This post was originally posted on my blog

preface

This series includes ten classic sorting algorithms.

  • The language used is Java
  • The structure is: define abstract classesSortIt implements swap, size comparison and so on. For example, if you swap two values, just pass in the subscript. All other concretely sorted classes inherit from abstract classesSort. So we can focus on the algorithm itself.
/* * Return value is 0, indicating array[i1] == array[i2] * return value is less than 0, indicating array[i1] < array[i2] * return value is greater than 0, indicating array[i1] < array[i2] * return value is greater than 0. Array [i1] > array[i2] */ protected int CMP (int i1, int i2) {return array[i1].compareTo(array[i2]);
	}
	
	protected int cmp(T v1, T v2) {
		return v1.compareTo(v2);
	}
	
	protected void swap(int i1, int i2) {
		T tmp = array[i1];
		array[i1] = array[i2];
		array[i2] = tmp;
	}

Copy the code
  • Bubble, select, insert, merge, hill, and heap sort are all comparison based sorts

    • Minimum average time complexity O(nlogn)
  • Counting sort, bucket sort, and radix sort are not comparison – based sorts

    • Using space for time, sometimes the average time complexity can be less than order nlogn.

What is counting sort

  • Counting sort is a stable linear time sort algorithm. The algorithm was proposed by Harold H. Seward in 1954. Counting sort uses an extra array C, where the ith element is the number of elements in array A whose value is equal to I. We then arrange the elements in A into the correct position according to array C

Algorithm thought

When the input element is n integers between 0 and k, it runs O(n+k). Counting sort is not comparison sort, which is faster than any comparison sort algorithm.

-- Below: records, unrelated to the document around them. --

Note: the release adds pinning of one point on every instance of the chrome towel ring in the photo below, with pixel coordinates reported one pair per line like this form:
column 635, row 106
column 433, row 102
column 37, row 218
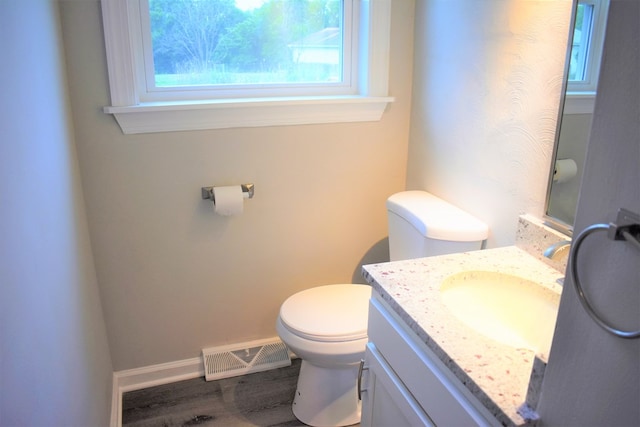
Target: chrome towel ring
column 626, row 228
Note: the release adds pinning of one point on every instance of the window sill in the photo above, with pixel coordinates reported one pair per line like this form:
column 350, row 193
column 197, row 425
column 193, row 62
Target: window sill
column 237, row 113
column 579, row 102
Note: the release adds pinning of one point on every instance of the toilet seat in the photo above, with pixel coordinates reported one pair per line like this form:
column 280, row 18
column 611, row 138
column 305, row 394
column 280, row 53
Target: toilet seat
column 331, row 313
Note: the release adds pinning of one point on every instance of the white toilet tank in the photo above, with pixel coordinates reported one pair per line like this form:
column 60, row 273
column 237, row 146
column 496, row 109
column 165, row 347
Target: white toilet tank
column 421, row 224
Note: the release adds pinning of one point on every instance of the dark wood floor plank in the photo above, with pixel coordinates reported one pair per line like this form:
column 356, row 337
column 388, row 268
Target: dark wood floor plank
column 261, row 399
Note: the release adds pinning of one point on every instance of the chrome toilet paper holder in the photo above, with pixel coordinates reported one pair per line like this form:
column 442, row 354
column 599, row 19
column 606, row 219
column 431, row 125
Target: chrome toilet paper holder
column 247, row 192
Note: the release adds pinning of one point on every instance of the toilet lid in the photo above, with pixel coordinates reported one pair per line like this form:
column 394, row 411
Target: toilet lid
column 328, row 313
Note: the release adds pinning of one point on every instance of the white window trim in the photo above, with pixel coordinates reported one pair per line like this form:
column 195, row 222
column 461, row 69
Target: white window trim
column 134, row 116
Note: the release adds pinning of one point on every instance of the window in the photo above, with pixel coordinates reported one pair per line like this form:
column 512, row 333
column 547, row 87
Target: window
column 207, row 64
column 586, row 54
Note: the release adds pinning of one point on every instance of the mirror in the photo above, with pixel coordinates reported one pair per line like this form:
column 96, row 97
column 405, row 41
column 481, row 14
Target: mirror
column 574, row 124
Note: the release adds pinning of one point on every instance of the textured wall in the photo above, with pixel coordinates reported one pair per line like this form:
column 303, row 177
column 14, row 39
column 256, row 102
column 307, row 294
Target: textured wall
column 593, row 378
column 174, row 277
column 55, row 368
column 487, row 85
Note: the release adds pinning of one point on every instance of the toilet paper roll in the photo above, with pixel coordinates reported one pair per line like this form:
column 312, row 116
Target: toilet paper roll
column 228, row 200
column 565, row 170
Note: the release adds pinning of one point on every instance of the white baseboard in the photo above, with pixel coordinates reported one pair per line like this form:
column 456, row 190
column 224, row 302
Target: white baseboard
column 150, row 376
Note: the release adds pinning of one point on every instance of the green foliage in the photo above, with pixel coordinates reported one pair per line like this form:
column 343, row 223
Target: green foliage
column 214, row 39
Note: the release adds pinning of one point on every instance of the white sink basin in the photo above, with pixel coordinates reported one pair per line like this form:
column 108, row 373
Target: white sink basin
column 509, row 309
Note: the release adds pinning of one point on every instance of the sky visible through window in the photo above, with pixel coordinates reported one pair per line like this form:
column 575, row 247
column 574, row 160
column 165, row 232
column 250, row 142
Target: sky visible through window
column 246, row 42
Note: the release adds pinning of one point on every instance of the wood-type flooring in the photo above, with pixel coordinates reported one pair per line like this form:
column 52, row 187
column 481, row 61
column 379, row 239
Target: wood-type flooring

Core idea: count the number of occurrences of each integer in the sequence, and then deduce the index of each integer in the ordered sequence

  • Since the length of the array C used to count depends on the range of data in the array to be sorted (equal to the difference between the maximum and minimum value of the array to be sorted plus 1), counting sort takes a lot of time and memory for arrays with a large range of data. For example, counting sort is the best algorithm for sorting numbers between 0 and 100, but it is not suitable for sorting names alphabetically. However, counting sort can be used in radix sort algorithms to more efficiently sort large arrays of data.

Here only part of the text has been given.